By Brian Lafferty
September 17, 2011 (San Diego) – In the 1950s critics writing for the French film magazine Cahiers du Cinema came up with the Auteur Theory. Later propagated by American film critic Andrew Sarris, it stated that the director is the author of the film. It further goes on to assert that an author can leave a mark in each of his films to the point where someone can say, “That’s an Alfred Hitchcock film” or “That’s a John Ford film.”
A debate on the merits of the Auteur theory is too large in scope for a Blu-Ray review. But I will say that I largely disagree with it. While a director can leave a signature or two in his films, moviemaking has always been a collaborative medium. There is no one “author” of a film. Seeing movies like Good Will Hunting, now out on Blu-Ray, reinforces that notion.
Will Hunting is at janitor at MIT. He’s also incredibly smart; he easily solves a math equation that baffles the students of Professor Gerald Lambeau (Stellan Skarsgård). But he’s as troubled as he is intelligent, having been arrested multiple times. After another brush with the law, he faces prison time and only psychologist Sean Maguire (Academy Award winner Robin Williams) can guide him.
Damon’s performance is what I call “flash” based. Will is an everyman that shows flashes of untold intelligence, flashes of violent tendencies, flashes of vulnerability, and flashes of troublemaking. These flashes are scattered throughout.
Even though his everyman bits are engrossing, when the flashes appear they have varying emotional effects on a higher scale. When he’s vulnerable, we feel sad. When he talks formulas and math, we listen with the utmost admiration.
There was a period of time when almost every movie featuring Robin Williams just had to include a scene that let him go off on his famous mimicry shtick. These scenes were included even if the movie didn’t need them.
No matter how hard you look, Robin Williams doesn’t give so much as a single solitary wink. Sometimes he’s funny, as when he talks about his late wife passing gas. Sometimes he’s loud, as when he recalls Game 6 of the 1975 World Series, which he missed to be with her.
I never felt I watched Robin Williams. I saw instead a compassionate, understanding, and consoling man.
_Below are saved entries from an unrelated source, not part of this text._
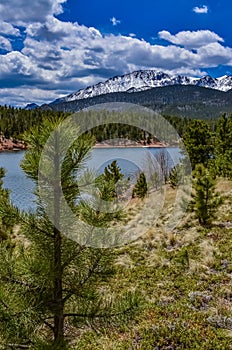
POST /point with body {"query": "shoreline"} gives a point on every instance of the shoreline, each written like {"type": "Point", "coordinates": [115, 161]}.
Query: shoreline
{"type": "Point", "coordinates": [7, 145]}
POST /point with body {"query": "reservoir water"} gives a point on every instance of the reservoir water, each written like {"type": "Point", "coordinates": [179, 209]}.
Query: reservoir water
{"type": "Point", "coordinates": [130, 161]}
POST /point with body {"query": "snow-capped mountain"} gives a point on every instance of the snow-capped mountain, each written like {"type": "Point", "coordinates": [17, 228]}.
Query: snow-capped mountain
{"type": "Point", "coordinates": [144, 80]}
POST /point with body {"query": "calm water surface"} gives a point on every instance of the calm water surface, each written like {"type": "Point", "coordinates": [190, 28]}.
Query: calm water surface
{"type": "Point", "coordinates": [129, 160]}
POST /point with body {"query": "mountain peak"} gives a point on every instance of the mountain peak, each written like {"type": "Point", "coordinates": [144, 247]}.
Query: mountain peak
{"type": "Point", "coordinates": [146, 79]}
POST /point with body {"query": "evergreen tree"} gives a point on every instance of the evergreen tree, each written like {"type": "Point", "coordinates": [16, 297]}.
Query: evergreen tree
{"type": "Point", "coordinates": [205, 199]}
{"type": "Point", "coordinates": [140, 190]}
{"type": "Point", "coordinates": [176, 175]}
{"type": "Point", "coordinates": [223, 146]}
{"type": "Point", "coordinates": [110, 182]}
{"type": "Point", "coordinates": [198, 142]}
{"type": "Point", "coordinates": [50, 284]}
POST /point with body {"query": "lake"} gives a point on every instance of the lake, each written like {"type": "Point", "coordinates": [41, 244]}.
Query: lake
{"type": "Point", "coordinates": [130, 161]}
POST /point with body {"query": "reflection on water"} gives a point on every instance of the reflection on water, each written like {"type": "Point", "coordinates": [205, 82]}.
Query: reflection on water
{"type": "Point", "coordinates": [130, 160]}
{"type": "Point", "coordinates": [20, 186]}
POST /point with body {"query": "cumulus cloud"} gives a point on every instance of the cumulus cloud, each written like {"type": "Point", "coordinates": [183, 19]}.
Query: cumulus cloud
{"type": "Point", "coordinates": [5, 44]}
{"type": "Point", "coordinates": [59, 57]}
{"type": "Point", "coordinates": [203, 9]}
{"type": "Point", "coordinates": [8, 29]}
{"type": "Point", "coordinates": [191, 39]}
{"type": "Point", "coordinates": [115, 21]}
{"type": "Point", "coordinates": [21, 12]}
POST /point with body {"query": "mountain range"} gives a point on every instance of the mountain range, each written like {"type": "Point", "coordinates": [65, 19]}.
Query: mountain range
{"type": "Point", "coordinates": [204, 97]}
{"type": "Point", "coordinates": [145, 80]}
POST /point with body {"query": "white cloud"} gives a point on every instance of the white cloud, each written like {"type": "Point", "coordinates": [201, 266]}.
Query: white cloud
{"type": "Point", "coordinates": [5, 44]}
{"type": "Point", "coordinates": [61, 57]}
{"type": "Point", "coordinates": [203, 9]}
{"type": "Point", "coordinates": [8, 29]}
{"type": "Point", "coordinates": [115, 21]}
{"type": "Point", "coordinates": [194, 39]}
{"type": "Point", "coordinates": [21, 12]}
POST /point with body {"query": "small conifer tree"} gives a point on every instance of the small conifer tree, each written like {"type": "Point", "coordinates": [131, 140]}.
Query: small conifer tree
{"type": "Point", "coordinates": [205, 199]}
{"type": "Point", "coordinates": [140, 190]}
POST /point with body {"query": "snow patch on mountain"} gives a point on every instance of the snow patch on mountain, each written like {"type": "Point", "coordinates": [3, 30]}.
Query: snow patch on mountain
{"type": "Point", "coordinates": [144, 80]}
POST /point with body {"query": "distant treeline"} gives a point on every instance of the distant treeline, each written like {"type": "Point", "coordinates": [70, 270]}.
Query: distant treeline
{"type": "Point", "coordinates": [15, 121]}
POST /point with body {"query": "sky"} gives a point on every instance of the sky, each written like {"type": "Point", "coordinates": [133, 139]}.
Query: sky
{"type": "Point", "coordinates": [50, 48]}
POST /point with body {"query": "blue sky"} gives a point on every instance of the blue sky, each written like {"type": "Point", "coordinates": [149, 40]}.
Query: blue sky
{"type": "Point", "coordinates": [50, 48]}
Want proof? See the climactic breakthrough where he repeatedly tells Will, “It’s not your fault.” It’s hard for Will to hear. He keeps saying he knows, but he really doesn’t. Soon it becomes as penetrating to us as it is to Will.
The script was penned by Damon and Ben Affleck, who has a supporting role as Will’s best friend. The screenplay, which won an Oscar, contains fully incisive, constructive, and statuette-worthy dialogue free of psychobabble
Director Gus Van Sant and his crew match the performances and writing with an acute sense of visual style. He and cinematographer Jean-Yves Escoffier favor the wide-angle lens. The results include many deep focus shots of the university halls that visually illustrate Will’s loneliness and isolation.
Van Sant also likes to move the camera. The movement is always subtle and minimal. The movements in Good Will Hunting are balanced with quick, but non-chaotic editing that is unpredictable in shot choices. Van Sant uses many different angles and distances that are cut in an unusual rhythm, allowing for full engagement instead of detachment from the multitude of dialogue.
Production designer Melissa Stewart (who previously collaborated with Van Sant on Even Cowgirls Get the Blues and To Die For) and art director James McAteer waste no space in each frame. The sets and props fully surround, but don’t envelop the actors, so there’s always something to hook you during the dialogue-heavy sequences.
A Lionsgate Home Video release. Director: Gus Van Sant. Screenplay: Matt Damon and Ben Affleck. Cinematography: Jean-Yves Escoffier. Original Music: Danny Elfman. Cast: Matt Damon, Robin Williams, Ben Affleck, Stellan Skarsgård, and Minnie Driver. 126 minutes. Rated R.